Serological testing was carried out after the first dose in 171 patients, the second dose in 327 patients, and the third dose in 162 patients. These tests were conducted at a median interval of 57 days after the first dose and about 50 days after the second and third doses. Control data is available for serological testing at about 50 days from the first dose and 21 and 90 days from the second dose.

What did the study show?

Patients with blood cancers exhibited detectable antibody responses in less than 50% of patients after the first dose; however, this rose to almost 75% after two doses. After the third dose, over 86% of patients exhibited antibodies.

When categorized by cancer type, only half of the patients with chronic lymphoid leukemia (CLL) and just over 60% with B-cell lymphoma responded with detectable antibody levels.

The type of cancer treatment that patients were currently undergoing also impacted the antibody response. For example, 55% of patients receiving anti-CD50 mAbs like rituximab any time during the previous six months showed a serologic response, whereas 50% receiving the immunotherapeutic drug venetoclax exhibited an antibody response.

In contrast, patients on other drugs that inhibited immune reactions, such as the JAK/STAT pathway inhibitors, responded poorly to two vaccine doses at 57%; however, this response rate rose to over 90% in this patient subgroup after receiving the third dose.

In addition to the poor numerical response, the quantitative response in those exhibiting detectable antibody production after vaccination was consistently and significantly lower compared to healthy controls.
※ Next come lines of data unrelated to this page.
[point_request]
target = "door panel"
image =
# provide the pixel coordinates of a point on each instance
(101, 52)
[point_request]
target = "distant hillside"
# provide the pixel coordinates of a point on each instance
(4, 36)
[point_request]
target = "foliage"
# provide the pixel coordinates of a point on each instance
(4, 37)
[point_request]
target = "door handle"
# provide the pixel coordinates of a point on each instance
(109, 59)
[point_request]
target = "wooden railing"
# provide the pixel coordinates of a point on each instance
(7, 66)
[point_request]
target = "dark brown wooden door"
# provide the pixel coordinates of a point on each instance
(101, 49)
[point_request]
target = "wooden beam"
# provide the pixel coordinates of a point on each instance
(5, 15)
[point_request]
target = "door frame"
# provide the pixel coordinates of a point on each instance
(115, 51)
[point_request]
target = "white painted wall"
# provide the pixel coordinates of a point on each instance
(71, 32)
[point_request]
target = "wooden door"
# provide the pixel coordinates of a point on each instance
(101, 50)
More specifically, median anti-spike antibody titers were 214 BAU/mL in blood cancer patients compared to 603 BAU/mL in healthy controls after the second dose.

A third vaccine dose rescued the cancer cohort, with the median titer rising to 1,026 BAU/mL. However, the tenth percentile of detectable antibody titers remained at about 570 BAU/mL. It was observed in less than 20% of blood cancer patients after two vaccine doses as compared to over 55% of healthy controls at this time point.
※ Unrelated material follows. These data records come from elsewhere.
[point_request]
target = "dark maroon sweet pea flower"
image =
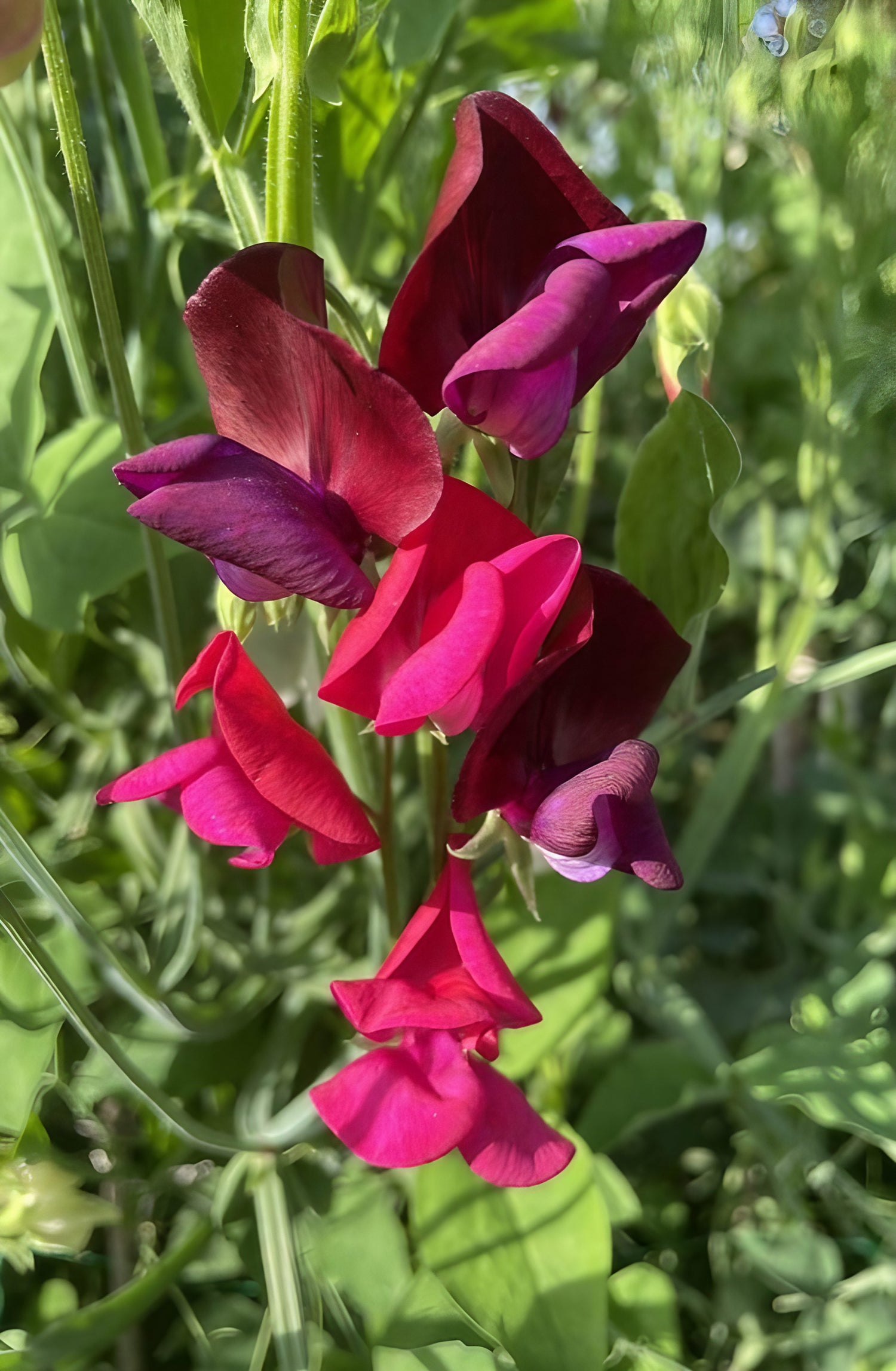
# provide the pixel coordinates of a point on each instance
(530, 286)
(315, 450)
(559, 757)
(443, 993)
Nevertheless, a rising number of responders among patients without CLL or B-cell lymphoma, or plasma cell dyscrasias continued to show a poor response. A failure to respond was also more common among those treated with certain drugs.

The administration of an mRNA vaccine is crucial to boosting the percentage of responders and serological responses, irrespective of whether the recipients had previously received ChAdOx1-S/nCoV-19 or BNT162b2. However, immune responses after two doses of ChAdOx1-S/nCoV-19 varied significantly from the higher titers achieved with two BNT162b2 doses.
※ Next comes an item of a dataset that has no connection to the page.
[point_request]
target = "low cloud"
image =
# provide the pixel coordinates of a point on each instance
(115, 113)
What are the implications?

A substantial proportion of patients with hematological malignancies fail to mount any detectable serological response, and many of those who do, have only low-level titres with unknown degree of protection.“  

Nevertheless, a significant increase in the percentage of responders and in the strength of the immune response was achieved with a third mRNA vaccine dose in this cohort.

Many patients with hematological malignancies remain at an increased risk for COVID-19 due to the nature of their illness and/or current treatments. Thus, these patients would likely gain the most significant benefit from prophylactic nMAb therapy, rather than the current recommendation of oral antivirals, if they develop SARS-CoV-2 infection.

This treatment approach is already in practice for patients with a history of solid organ transplant in the U.K. and should be extended to those likely to fail to respond to three or more vaccine doses.